Schwager SCSamantha C , Young KKatherine , Hapach LALauren A , Carlson CMCaroline M , Mosier JAJenna A , McArdle TJTanner J , Wang WWenjun , Schunk CCurtis , Jayathilake ALAnissa L , Bates MEMadison E , Bordeleau FFrancois , Antonyak MAMarc A , Cerione RARichard A , Reinhart-King CACynthia A . eLife. 2022 12 07; 11().
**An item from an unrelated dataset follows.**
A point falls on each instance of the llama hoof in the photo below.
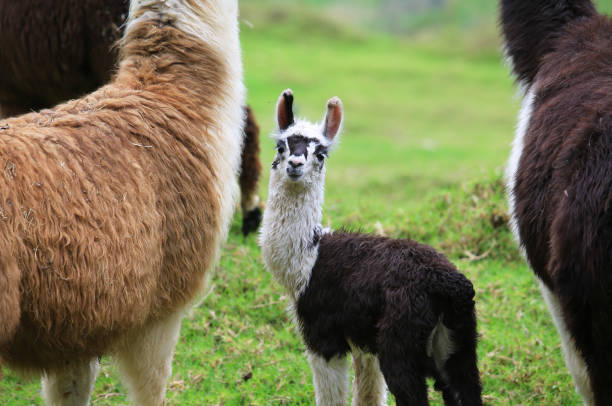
(251, 221)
Cancer cell migration is highly heterogeneous, and the migratory capability of cancer cells is thought to be an indicator of metastatic potential. It is becoming clear that a cancer cell does not have to be inherently migratory to metastasize, with weakly migratory cancer cells often found to be highly metastatic. However, the mechanism through which weakly migratory cells escape from the primary tumor remains unclear. Here, utilizing phenotypically sorted highly and weakly migratory human breast cancer cells, we demonstrate that weakly migratory metastatic cells disseminate from the primary tumor via communication with stromal cells. While highly migratory cells are capable of single cell migration, weakly migratory cells rely on cell-cell signaling with fibroblasts to escape the primary tumor. Weakly migratory cells release microvesicles rich in tissue transglutaminase 2 (Tg2) which activate murine fibroblasts and lead weakly migratory cancer cell migration . These microvesicles also induce tumor stiffening and fibroblast activation and enhance the metastasis of weakly migratory cells. Our results identify microvesicles and Tg2 as potential therapeutic targets for metastasis and reveal a novel aspect of the metastatic cascade in which weakly migratory cells release microvesicles which activate fibroblasts to enhance cancer cell dissemination.